Landscape and Commitment to Our Community
We must acknowledge the practical realities and limitations inherent in working with third party vendors and the quickly evolving AI landscape. First, AI models operate as 'black boxes,' meaning their internal decision-making processes are opaque. In some instances, even the vendors themselves may not fully comprehend the intricacies of how their tools generate outputs.
Furthermore, vendors often restrict configurability. Despite our insistence on granular control, some platforms simply do not offer this functionality. While we strive to conduct thorough due diligence aligned with our values, we may not always receive satisfactory answers. In cases where a tool provides critical value but lacks full transparency, we are forced to navigate these trade-offs carefully.

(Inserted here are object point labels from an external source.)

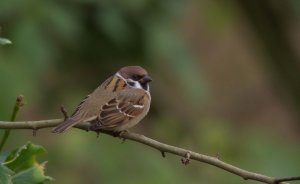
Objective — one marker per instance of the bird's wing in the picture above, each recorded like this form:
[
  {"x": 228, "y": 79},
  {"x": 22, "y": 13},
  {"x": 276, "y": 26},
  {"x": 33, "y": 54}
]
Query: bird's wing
[
  {"x": 89, "y": 108},
  {"x": 129, "y": 104}
]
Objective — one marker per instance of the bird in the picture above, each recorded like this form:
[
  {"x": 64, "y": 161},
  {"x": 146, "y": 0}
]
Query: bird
[{"x": 118, "y": 104}]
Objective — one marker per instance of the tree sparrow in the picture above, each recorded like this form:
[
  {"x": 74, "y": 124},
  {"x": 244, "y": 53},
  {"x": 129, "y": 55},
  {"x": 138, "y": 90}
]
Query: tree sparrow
[{"x": 117, "y": 104}]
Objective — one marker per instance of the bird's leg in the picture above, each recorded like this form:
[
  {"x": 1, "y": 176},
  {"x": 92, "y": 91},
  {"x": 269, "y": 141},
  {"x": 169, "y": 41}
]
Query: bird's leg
[
  {"x": 119, "y": 133},
  {"x": 95, "y": 127}
]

Finally, the AI landscape is dynamic; vendors frequently update products, enable new features, or adjust algorithms without prior notice. We ask for the continued trust and understanding of our users, knowing that we remain guided by our values to make the best choices for our community.
Implementation
- Collections staff, such as the Director of Library Collections, Access & Discovery and/or the Assistant Director for Library Collections, learn of emerging AI tools, features or options through communication from vendors, consortial partners, research support librarians or library patrons.
- Collections staff log the tool, vendor, feature scope, source/date and notes in an AI decision log.
- Collections staff apply the values identified in this document to choose one of: enable the tool on a pilot basis, disable the tool on a pilot basis, or defer pending more information, and record the decision and rationale and the AI decision log.
- If more information is needed before deciding to pilot, collections staff will consult with research support staff and, if still unclear, the Librarian of the College. Collections staff will then decide whether to enable the tool on a pilot basis, and log the decision as noted above.
- At least once per semester, collections staff will review pilot decisions with research support staff, note any concerns or issues, and either finalize ongoing use of the tool or decline to do so. The final decision and effective date will be logged, and any necessary communication to library staff and/or patrons will be planned.
Contact Us
For questions about this document, its implementation, or research tools, please email refdesk@conncoll.edu. A reference librarian will receive your message and respond.
References
Noble, S. U. (2018). Algorithms of Oppression: How Search Engines Reinforce Racism. New York University Press.
Reidsma, M. (2020). Masked by Trust: Bias in Library Discovery. Litwin Books.
Tay, A. (2025). Testing AI Academic Search Engines - What to find out and how to test (2).
Zhu, J. (2023, Oct. 16). Reflecting on a decade with the Open Discovery Initiative: Insights from IEEE. The Scholarly Kitchen. https://scholarlykitchen.sspnet.org/2023/10/16/guest-post-reflecting-on-a-decade-with-the-open-discovery-initiative-insights-from-ieee/
Zuboff, S. (2020). The Age of Surveillance Capitalism: The Fight for a Human Future at the New Frontier of Power. PublicAffairs.